Pi-hole v6 vs. Technitium, at a glance

CriterionPi-hole (v6)Technitium
Primary roleAd blocker (DNS sinkhole)Full DNS server (blocking via app)
Native HA / syncNo (needs a bolt-on)Yes — native cluster
DNSSEC validationLimitedYes
Encrypted upstreamVia workaroundBuilt in (DoH/DoT/DoQ)
Authoritative zonesNoYes
BlockingGravity (~1M domains)Advanced Blocking app (lists + regex)
Query log GUIYesYes (SQLite app)
CommunityEnormousSmall but very active
MaturityVery highHigh

How the migration went

We migrated with zero DNS downtime. The trick was to keep the existing primary serving the whole time: we rebuilt the second node empty, joined it to the cluster as a fresh secondary on cluster-only ports (no port 53), verified that the full configuration had synced, and only then flipped it back to serving DNS. The old Pi-hole data was archived on each node for rollback — nothing deleted on day one.

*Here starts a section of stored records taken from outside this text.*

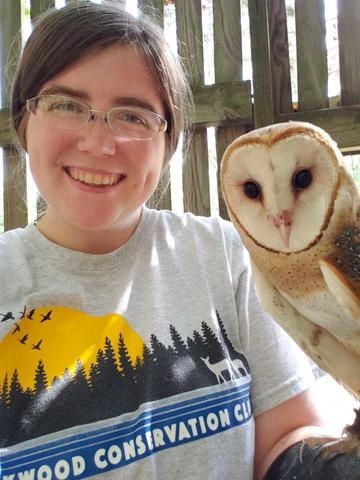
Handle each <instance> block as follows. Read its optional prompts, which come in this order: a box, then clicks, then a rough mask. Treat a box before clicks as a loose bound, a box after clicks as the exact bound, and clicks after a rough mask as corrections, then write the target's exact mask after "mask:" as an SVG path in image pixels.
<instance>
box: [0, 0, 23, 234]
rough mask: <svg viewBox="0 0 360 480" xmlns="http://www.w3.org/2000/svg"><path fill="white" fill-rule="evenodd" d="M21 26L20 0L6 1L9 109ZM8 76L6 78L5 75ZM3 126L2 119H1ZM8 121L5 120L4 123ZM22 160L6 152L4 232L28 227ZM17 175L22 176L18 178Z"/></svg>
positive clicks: (4, 185)
mask: <svg viewBox="0 0 360 480" xmlns="http://www.w3.org/2000/svg"><path fill="white" fill-rule="evenodd" d="M20 25H21V3H20V0H11V1H10V0H5V1H1V2H0V48H1V51H0V65H1V66H3V65H6V68H0V75H1V82H0V83H1V85H2V90H1V101H2V105H3V106H6V105H7V104H8V99H9V91H10V84H11V79H12V77H13V74H14V71H15V67H16V63H17V59H18V56H19V51H20V37H19V36H18V32H19V31H20ZM5 72H6V75H5ZM1 120H2V121H1V124H3V120H4V119H3V118H2V119H1ZM6 122H7V121H6V120H5V123H6ZM23 166H24V164H23V160H21V159H20V158H19V156H18V155H17V152H16V150H15V149H14V148H11V147H6V148H4V150H3V177H4V229H5V230H10V229H12V228H16V227H21V226H24V225H26V223H27V210H26V204H25V203H24V201H26V200H25V199H26V175H25V172H24V168H23ZM15 172H19V174H18V175H15V174H14V173H15Z"/></svg>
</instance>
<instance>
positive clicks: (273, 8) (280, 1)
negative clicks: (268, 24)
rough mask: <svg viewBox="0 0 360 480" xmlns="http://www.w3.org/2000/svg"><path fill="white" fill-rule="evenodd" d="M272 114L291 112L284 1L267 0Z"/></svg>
mask: <svg viewBox="0 0 360 480" xmlns="http://www.w3.org/2000/svg"><path fill="white" fill-rule="evenodd" d="M268 22H269V35H270V51H271V55H270V64H271V76H272V90H273V102H274V113H275V114H279V113H289V112H292V111H293V106H292V99H291V77H290V60H289V42H288V36H287V24H286V6H285V0H268Z"/></svg>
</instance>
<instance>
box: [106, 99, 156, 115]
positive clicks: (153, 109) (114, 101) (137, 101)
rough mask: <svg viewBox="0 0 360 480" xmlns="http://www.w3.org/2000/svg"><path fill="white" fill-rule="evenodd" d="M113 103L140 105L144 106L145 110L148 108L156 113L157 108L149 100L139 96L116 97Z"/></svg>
mask: <svg viewBox="0 0 360 480" xmlns="http://www.w3.org/2000/svg"><path fill="white" fill-rule="evenodd" d="M113 103H114V105H120V106H121V105H129V106H132V107H141V108H145V109H146V110H150V112H154V113H157V109H156V108H155V106H154V105H153V104H152V103H151V102H149V101H148V100H145V99H144V98H139V97H117V98H115V99H114V102H113Z"/></svg>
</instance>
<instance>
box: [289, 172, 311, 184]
mask: <svg viewBox="0 0 360 480" xmlns="http://www.w3.org/2000/svg"><path fill="white" fill-rule="evenodd" d="M311 182H312V174H311V172H310V170H307V169H304V170H299V171H298V172H296V173H295V175H294V177H293V184H294V186H295V188H307V187H308V186H309V185H310V184H311Z"/></svg>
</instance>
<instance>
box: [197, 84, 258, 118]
mask: <svg viewBox="0 0 360 480" xmlns="http://www.w3.org/2000/svg"><path fill="white" fill-rule="evenodd" d="M193 94H194V101H195V118H194V119H193V123H194V124H196V125H201V124H205V125H207V126H210V125H219V124H221V122H223V121H225V120H237V121H239V124H241V123H249V120H250V121H252V120H251V119H252V102H251V82H250V81H243V82H240V81H237V82H226V83H217V84H214V85H205V86H204V85H202V86H201V87H197V88H195V89H194V91H193Z"/></svg>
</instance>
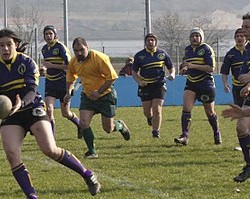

A couple of things bit us along the way: a firewall that only allows outbound port 53 to our chosen upstreams (so we forward over DoT rather than recurse), and an admin-password file that only applies on first init (change it in the console, not the file). Both are the kind of thing you only learn by doing.

Our verdict

If Pi-hole or AdGuard covers your needs and you only run one box, there is no migration pressure — they're excellent, and our earlier comparison still stands. But the moment you need two resolvers that stay in sync reliably, plus DNSSEC and encrypted upstream without bolt-ons, Technitium is in a different class. For us it turned three workarounds into three checkboxes — and DNS hasn't skipped a beat since.